Step two: Determine your stock/bonds-cash ratio.

There are three stock/bond-cash ratio options within the SSA Strategy:

65/35 stock/bonds-cash

50/50 stock/bonds-cash

35/65 stock and bond-cash

This means in the first example, we would have 65% stock index funds in the stock portion of our asset allocation and 35% bonds-cash in that portion of our asset allocation. Likewise, the 50/50 and 35/65 numbers would have those ratios in their respective stock/bonds-cash ratio. Now how do we determine our best stock/bonds-cash ratio? Primarily by age: Beginning investors to age 40 would be at 65/35; 41-55 years of age is at 50/50, and 56 years old to the end of investment life is at 35/65.

These parameters are strongly advised in the SSA system to make allowance for the appropriate age-based level of risk. Younger investors have time on their side, the most valuable investment attribute that one can possess after investing knowledge and experience. On the other hand, an older and/or retired investor is very interested in reducing risk as much as possible. The SSA Strategy is relatively low-risk over time. However, it is definitely possible (and desirable) that much, or possibly all, of the bond-cash position will be converted into stock as stock is bought “on sale” during a correction or crash.

Step three: Plug your chosen index funds into your stock/bonds-cash ratio.

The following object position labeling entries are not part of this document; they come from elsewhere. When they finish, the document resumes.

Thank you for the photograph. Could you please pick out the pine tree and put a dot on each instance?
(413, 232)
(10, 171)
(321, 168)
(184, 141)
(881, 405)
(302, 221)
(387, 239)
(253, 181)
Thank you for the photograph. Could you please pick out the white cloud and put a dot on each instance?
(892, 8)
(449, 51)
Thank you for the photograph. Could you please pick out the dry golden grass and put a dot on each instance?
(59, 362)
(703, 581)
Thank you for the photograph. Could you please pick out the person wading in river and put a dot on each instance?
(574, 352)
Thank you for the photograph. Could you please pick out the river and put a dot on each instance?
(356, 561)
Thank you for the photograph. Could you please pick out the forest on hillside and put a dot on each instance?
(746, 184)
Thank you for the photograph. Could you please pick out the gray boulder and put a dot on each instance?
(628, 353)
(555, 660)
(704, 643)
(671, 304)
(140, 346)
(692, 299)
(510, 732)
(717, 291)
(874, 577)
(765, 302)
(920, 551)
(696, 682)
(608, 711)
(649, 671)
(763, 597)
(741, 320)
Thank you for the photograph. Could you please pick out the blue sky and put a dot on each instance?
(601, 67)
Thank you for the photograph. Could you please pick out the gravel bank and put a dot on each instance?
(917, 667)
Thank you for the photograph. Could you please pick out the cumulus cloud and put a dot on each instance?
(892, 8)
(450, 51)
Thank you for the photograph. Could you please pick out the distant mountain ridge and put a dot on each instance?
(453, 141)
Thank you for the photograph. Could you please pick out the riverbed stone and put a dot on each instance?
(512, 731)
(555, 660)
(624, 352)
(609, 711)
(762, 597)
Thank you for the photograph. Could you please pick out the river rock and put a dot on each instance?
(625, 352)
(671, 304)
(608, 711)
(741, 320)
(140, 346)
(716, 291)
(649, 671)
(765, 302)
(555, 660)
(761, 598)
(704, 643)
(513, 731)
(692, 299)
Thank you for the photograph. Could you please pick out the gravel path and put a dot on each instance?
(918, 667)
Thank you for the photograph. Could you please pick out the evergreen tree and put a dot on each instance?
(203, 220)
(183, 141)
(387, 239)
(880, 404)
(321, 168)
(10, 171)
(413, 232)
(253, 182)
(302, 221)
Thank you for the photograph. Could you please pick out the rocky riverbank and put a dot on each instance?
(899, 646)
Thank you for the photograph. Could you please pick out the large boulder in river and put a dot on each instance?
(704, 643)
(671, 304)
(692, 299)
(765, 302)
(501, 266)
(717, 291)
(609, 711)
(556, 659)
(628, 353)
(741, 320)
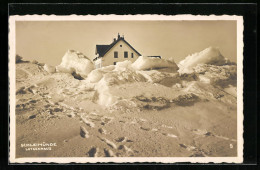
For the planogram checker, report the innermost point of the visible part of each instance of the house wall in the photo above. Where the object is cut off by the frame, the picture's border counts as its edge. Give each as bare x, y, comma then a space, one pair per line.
109, 59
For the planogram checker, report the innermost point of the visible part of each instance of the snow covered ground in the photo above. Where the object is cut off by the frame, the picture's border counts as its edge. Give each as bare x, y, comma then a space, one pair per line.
148, 108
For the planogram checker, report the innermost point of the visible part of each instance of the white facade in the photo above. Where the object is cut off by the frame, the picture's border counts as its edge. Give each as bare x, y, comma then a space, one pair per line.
119, 52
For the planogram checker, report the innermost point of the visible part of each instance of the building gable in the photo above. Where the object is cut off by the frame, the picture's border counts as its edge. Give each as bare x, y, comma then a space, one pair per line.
102, 50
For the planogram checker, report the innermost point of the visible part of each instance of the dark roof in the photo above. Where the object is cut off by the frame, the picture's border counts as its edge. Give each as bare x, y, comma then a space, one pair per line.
103, 49
157, 56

You will need to plug your chosen 8–10 index funds into your stock/bonds-cash ratio to complete your asset allocation. For example, a younger investor up to age 40, who chooses asset allocation Chart 1 from my book, would have ten stock index funds comprising 65% of his portfolio, plus two bond funds and one money market fund together making up the remaining 35% of his portfolio.

Step four: Follow the specific Buy Rules.

The Buy Rules of SSA involve buying stock in 7% downward increments during a stock market crash or correction. Specific dollar amounts are bought with the bond-cash portion of the SSA investor’s portfolio, which is explained further in my book’s Pyramid Buy Chart. The goal during a stock market crash or correction is to buy as much stock as possible at lower and lower prices as directed by the Pyramid Buy Rules.

Rebalancing occurs every year, either because of stock purchases or for simple internal stock and bond rebalancing. This internal rebalancing occurs regardless of any stock purchases being triggered by a market crash or correction. You will want to read “How to Make a Fortune During Future Stock Market Crashes With Strategic Stock Accumulation” for the exact procedure on how to accomplish this.

Step five: Follow the specific Sell Rules.

You will want to pay close attention to the following conditions: (1) The stock market must have retraced back up to at least its previous high since before the most recent stock market crash by year-end; (2) the P/E-10 ratio must be at least 20 or more by year-end; (3) the Federal Reserve must be raising interest rates within certain parameters; (4) the inflation rate must have averaged at least 2.75% for the year by year-end; (5) Buy Rules always “trump” the Sell Rules; and (6) a rule involving the “Fed” raising interest rates past 2%. These Sell Rules are explained in detail in Chapter 8 of my book.

Step six: Maintain your Reestablished Stock/Bond-Cash Ratio until the next market crash or correction at year-end.

Don’t do anything, except internally rebalance at year-end, unless the Buy or Sell Rules are triggered. This may be the hardest rule to follow for some investors. They will frequently be tempted to do something, such as either buying or selling. Resist the urge until either the Buy or Sell Rules indicate that such action should be taken.

The above steps are a brief summary only and should not be attempted until the SSA system is completely understood. This summary should give you a very good idea of how the strategy is structured. There is no other stock investment strategy I’m aware of that focuses only on buying stock when it is “on sale” during stock market corrections and crashes. It is a totally unique and profitable strategy.